Harrington R, Kerfoot M, Dyer E, McNiven F, Gill J, Harrington V, Woodham A, Byford S. J. Am. Acad. Child Adolesc. Psychiatry 1998; 37(5): 512-518.

Affiliation

Department of Child and Adolescent Psychiatry, Royal Manchester Children's Hospital, Pendlebury, England. r.c.harrington@man.ac.uk

Copyright

(Copyright © 1998, American Academy of Child Adolescent Psychiatry, Publisher Lippincott Williams and Wilkins)

DOI

unavailable

PMID

9585653

Abstract

OBJECTIVE: To establish whether an intervention given by child psychiatric social workers to the families of children and adolescents who had attempted suicide by taking an overdose reduced the patients' suicidal feelings and improved family functioning. METHOD: One hundred sixty-two patients, aged 16 or younger, who had deliberately poisoned themselves were randomly allocated to routine care (n = 77) or routine care plus the intervention (n = 85). The intervention consisted of an assessment session and four home visits by the social workers to conduct family problem-solving sessions. The control group received no visits. Both groups were assessed at the time of recruitment and 2 and 6 months later.
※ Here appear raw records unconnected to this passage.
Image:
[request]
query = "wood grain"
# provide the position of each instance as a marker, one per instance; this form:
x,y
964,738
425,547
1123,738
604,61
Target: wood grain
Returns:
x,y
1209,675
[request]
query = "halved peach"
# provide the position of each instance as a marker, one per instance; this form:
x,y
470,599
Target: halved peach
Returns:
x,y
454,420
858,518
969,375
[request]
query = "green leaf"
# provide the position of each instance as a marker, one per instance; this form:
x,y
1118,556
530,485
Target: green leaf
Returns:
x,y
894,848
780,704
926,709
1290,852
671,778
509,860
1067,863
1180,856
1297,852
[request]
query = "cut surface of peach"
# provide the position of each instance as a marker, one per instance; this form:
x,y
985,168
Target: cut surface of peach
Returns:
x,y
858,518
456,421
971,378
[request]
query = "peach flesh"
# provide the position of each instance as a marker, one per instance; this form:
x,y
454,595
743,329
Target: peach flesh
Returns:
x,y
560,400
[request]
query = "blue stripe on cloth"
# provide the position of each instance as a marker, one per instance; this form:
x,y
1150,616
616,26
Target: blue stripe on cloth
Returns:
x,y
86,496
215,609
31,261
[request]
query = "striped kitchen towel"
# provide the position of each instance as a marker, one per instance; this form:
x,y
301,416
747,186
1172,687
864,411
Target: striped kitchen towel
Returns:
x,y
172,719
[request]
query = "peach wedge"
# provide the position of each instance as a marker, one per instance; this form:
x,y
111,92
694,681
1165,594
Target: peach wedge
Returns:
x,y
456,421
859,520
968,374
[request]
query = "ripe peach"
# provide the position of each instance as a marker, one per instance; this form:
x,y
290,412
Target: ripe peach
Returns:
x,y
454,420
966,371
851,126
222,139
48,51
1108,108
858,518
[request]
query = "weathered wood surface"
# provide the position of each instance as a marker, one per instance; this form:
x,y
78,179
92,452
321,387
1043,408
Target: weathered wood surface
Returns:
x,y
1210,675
The primary outcome measures were the Suicidal Ideation Questionnaire, the Hopelessness Scale, and the Family Assessment Device. RESULTS: There were no significant differences in the primary outcomes between the intervention and control groups at either of the outcome assessments. Parents in the intervention group were more satisfied with treatment (mean difference 1.4 [95% confidence interval 0.6 to 2.1]). A subgroup without major depression had much less suicidal ideation at both outcome assessments (analysis of covariance p < .01) compared with controls. CONCLUSIONS: The home-based family intervention resulted in reduced suicidal ideation only for patients without major depression.